2024年08月30日 10時00分更新

「AMD Ryzen 5 8600G」なら、ビデオカードなしで自作PCを構築できる!

 昨今のビデオカードは性能が向上すると同時に価格も高騰し、ミドルレンジでも10万円を超えるものも登場している。これだけ高価になると、PCのコストを抑えたい人にとってビデオカードは重荷になるだろう。

 そこで注目したいのが、AMDの「APU」(Accelerated Processing Unit)だ。簡単にいうとAPUとはグラフィック機能を統合したCPUを指し、AMDのAPUにはAMD Radeonシリーズで採用された技術が用いられている。ビデオカードなしでも自作PCの構築が可能だ。
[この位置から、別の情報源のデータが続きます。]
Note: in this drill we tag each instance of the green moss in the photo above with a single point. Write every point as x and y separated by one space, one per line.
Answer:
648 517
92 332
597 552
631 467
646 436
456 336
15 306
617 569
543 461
 そこで今回は、AMDのAPU「AMD Ryzen 5 8600G with Ryzen AI」(以下、Ryzen 5 8600G)を用いて、実際にゲームを快適にプレイできるかどうか確かめたのだ。

AMD Ryzen 7000シリーズと同じZen 4ベース、GPUはRDNA 3世代のAMD Radeon 780Mを統合

 まずはAMD Ryzen 8000Gシリーズのスペックについておさらいしよう。Ryzen 8000Gシリーズは、「AMD Ryzen 7 8700G with Ryzen AI」、上記のRyzen 5 8600G、そして「AMD Ryzen 5 8500G」「AMD Ryzen 3 8300G」の4製品からなり、それぞれコア数や内蔵GPUなどが異なっている(Ryzen 3 8300Gは国内未発売)。またAMD Ryzen 7000シリーズと同じZen 4アーキテクチャーを採用し、TSMCの4nm FinFETで製造されている。なお、Socket AM5に対応しているため、Ryzen 7000シリーズなどと同じマザーボードで利用可能だ。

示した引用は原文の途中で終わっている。